Although this may seem intuitive, conventional impact assessments still routinely omit subjective and relational dimensions from appraisals. Land use facing interventions impact the lives and livelihoods of people living in proximity to them. Impact metrics must be expanded to include these ‘fuzzy’ variables if we are to better understand their implications for the lives and livelihoods of the people living in the landscapes they target. Such an expansion of routine impact appraisal is vital in order to enable interventions to better contribute to flourishing well-being in decolonial conservation approaches.

Within the conservation literature there is an extensive debate on the relative effectiveness of land sparing intervention (proposed to ‘spare’ land for nature through agricultural intensification and protected areas), versus land sharing intervention (which incorporate people in the landscape, with low input biodiversity friendly farming in a habitat mosaic). The debate has been polarized and some suggest it has reached a stalemate requiring expansion to focus not only on the biodiversity and yield outcomes of these interventions, but also on the outcomes for people.

This study responds to this gap, and is a comparative appraisal of interventions along a sharing-sparing gradient on locally defined human well-being. It uses perceptions data – meaning that the appraisal comes directly from the viewpoint of the people living in these areas. Perceptions data was collected using the Global Person Generated Index (GPGI).

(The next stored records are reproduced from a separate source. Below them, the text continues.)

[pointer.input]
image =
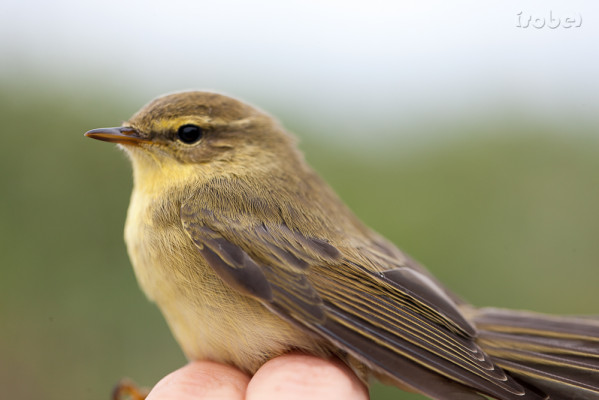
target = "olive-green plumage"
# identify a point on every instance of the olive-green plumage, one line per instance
(249, 255)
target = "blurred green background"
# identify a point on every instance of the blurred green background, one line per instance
(469, 142)
(509, 218)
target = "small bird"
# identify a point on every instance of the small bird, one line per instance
(249, 254)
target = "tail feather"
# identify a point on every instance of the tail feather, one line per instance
(559, 355)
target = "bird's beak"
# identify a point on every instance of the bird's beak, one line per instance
(123, 135)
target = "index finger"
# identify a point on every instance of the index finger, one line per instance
(201, 380)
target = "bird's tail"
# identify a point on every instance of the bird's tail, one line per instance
(558, 355)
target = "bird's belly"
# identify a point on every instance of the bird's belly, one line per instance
(208, 318)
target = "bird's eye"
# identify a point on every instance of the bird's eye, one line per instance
(189, 133)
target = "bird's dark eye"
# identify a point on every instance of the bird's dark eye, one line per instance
(189, 133)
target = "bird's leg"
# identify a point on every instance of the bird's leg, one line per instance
(128, 390)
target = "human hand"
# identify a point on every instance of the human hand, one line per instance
(291, 376)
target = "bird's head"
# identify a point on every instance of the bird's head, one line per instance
(201, 134)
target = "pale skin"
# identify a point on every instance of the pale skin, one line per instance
(291, 376)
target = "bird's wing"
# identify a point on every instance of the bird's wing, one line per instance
(397, 322)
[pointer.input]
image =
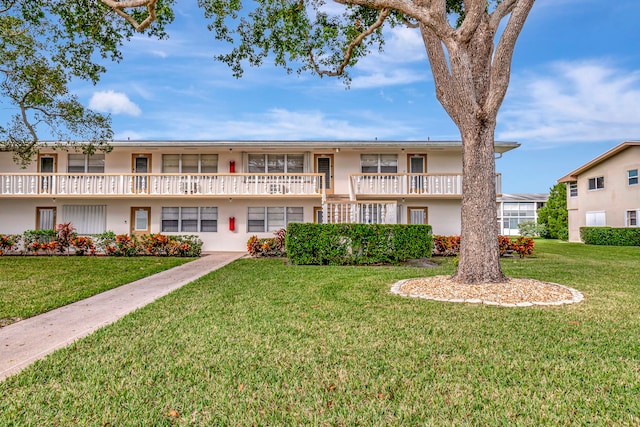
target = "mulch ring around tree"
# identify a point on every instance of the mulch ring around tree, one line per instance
(515, 292)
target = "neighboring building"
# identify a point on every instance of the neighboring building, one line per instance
(605, 191)
(227, 191)
(516, 208)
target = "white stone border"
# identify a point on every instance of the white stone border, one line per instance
(577, 297)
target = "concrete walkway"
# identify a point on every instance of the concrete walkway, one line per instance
(26, 341)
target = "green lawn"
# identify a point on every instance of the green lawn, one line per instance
(33, 285)
(261, 343)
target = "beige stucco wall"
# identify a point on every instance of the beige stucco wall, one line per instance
(614, 200)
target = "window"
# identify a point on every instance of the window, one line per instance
(82, 163)
(87, 219)
(189, 163)
(45, 218)
(596, 219)
(379, 163)
(573, 189)
(596, 183)
(275, 163)
(272, 218)
(189, 219)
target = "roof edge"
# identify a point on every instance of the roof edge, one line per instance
(573, 176)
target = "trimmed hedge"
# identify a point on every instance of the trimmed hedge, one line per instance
(609, 236)
(357, 244)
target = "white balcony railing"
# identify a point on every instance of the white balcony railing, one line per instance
(360, 212)
(406, 184)
(51, 185)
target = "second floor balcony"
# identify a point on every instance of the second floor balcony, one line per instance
(409, 184)
(154, 185)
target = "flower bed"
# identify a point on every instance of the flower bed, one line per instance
(65, 241)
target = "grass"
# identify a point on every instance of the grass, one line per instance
(261, 343)
(34, 285)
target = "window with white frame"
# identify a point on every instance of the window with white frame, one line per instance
(379, 163)
(87, 219)
(596, 219)
(275, 163)
(190, 163)
(84, 163)
(263, 219)
(596, 183)
(573, 189)
(189, 219)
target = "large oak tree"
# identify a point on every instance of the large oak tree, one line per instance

This method allows analysis of what residents perceive constitutes their well-being, and how interventions have impacted it.  It takes a particular interest in the way in which the relational dimensions (e.g. living close to nature, living in the community, being able to produce your own food) of people’s lives form part of their well-being and how this dimension is impacted by interventions.

Our findings have important implications not only for how we measure the impacts of interventions, but also how we design interventions to impact, and contribute, to well-being in locally meaningful ways.